In the screenshot you see the “automation level” for the VM in the list, this is the DRS Automation level. (Yes the name will change in the H5 Client, making it more obvious what it is) You add VMs by clicking the green plus sign. Next you select the desired “automation mode” for those VMs and click okay. You can of course completely disable DRS for the VMs which should never be vMotioned by DRS, in this case during contention those “disabled VMs” are not considered at all. You can also set the automation mode to Manual or Partially Automated for those VMs as that gives you at least initial placement, but has as a downside that the VMs are considered for migration by DRS during contention. This could lead to a situation where DRS recommends that particular VM to be migrated, without you being able to migrate it. This in its turn could lead to VMs not getting the resources they require. So this is a choice you have to make, do I need initial placement or not?

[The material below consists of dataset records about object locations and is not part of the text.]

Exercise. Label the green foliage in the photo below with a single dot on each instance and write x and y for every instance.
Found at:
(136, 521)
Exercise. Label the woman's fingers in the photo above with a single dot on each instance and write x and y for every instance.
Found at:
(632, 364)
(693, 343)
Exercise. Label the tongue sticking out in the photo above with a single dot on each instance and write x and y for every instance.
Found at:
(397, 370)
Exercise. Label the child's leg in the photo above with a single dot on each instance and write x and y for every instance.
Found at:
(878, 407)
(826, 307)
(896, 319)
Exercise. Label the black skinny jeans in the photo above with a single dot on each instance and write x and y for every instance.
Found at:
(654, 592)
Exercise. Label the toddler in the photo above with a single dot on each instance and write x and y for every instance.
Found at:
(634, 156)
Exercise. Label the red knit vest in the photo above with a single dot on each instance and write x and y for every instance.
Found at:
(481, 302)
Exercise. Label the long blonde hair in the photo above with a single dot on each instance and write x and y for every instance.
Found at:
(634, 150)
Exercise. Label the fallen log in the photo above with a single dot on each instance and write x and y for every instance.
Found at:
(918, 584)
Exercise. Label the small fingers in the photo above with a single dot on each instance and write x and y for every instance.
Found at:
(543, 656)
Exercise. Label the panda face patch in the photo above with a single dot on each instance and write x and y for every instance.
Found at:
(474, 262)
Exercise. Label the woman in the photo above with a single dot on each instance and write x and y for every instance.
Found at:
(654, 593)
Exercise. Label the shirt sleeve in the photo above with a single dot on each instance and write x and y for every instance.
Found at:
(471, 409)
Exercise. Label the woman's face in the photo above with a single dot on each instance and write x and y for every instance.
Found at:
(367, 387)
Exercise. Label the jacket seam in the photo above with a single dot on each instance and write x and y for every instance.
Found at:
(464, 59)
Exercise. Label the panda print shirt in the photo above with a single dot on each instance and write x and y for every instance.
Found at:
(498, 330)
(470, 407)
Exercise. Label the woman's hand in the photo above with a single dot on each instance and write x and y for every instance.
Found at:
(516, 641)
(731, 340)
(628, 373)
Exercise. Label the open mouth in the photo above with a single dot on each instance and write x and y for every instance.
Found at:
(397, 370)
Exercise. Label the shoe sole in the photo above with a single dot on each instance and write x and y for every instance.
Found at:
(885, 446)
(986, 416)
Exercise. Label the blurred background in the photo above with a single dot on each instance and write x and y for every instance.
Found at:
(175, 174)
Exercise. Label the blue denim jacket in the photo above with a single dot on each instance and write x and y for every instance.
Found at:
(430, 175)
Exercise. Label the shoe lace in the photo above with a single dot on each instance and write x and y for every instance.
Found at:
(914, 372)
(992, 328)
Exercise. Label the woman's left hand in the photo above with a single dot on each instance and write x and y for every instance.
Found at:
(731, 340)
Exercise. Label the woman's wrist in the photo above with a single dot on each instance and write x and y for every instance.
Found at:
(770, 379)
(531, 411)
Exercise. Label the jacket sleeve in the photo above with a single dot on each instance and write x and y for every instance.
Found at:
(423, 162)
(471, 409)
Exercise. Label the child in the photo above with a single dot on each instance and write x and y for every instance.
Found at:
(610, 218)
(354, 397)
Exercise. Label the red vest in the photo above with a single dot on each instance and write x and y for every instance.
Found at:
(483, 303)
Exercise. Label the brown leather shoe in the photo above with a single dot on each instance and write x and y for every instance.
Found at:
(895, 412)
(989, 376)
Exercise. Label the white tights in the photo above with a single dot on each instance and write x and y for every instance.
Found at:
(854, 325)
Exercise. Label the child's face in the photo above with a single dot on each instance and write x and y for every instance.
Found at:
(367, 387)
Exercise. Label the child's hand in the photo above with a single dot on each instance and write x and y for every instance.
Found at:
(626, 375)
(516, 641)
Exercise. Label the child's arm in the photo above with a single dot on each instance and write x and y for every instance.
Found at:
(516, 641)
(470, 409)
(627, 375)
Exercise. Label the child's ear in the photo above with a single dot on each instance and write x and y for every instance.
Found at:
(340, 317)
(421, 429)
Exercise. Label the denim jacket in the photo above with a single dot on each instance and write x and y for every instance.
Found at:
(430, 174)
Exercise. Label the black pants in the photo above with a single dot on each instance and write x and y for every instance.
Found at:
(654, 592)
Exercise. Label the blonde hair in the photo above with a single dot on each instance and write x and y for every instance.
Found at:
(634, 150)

If you prefer the VMs to stick to a certain host I would highly recommend to set VM/Host Rules for those VMs, use “should rules”, which define on which host the VM should run. Combined with the new Automation Level this will result in the VM being placed correctly, but not migrated by DRS when there’s contention. On top of that, it will allow HA to restart the VM anywhere in the cluster! Note that with “manual automation level” DRS will ask you if it is okay to place the VM on a certain host, with “partially automated” DRS will do the initial placement for you. In both cases balancing will not happen for those VMs automatically, but recommendations will be made, which you can ignore. (not use “safely”, as it may not be safe)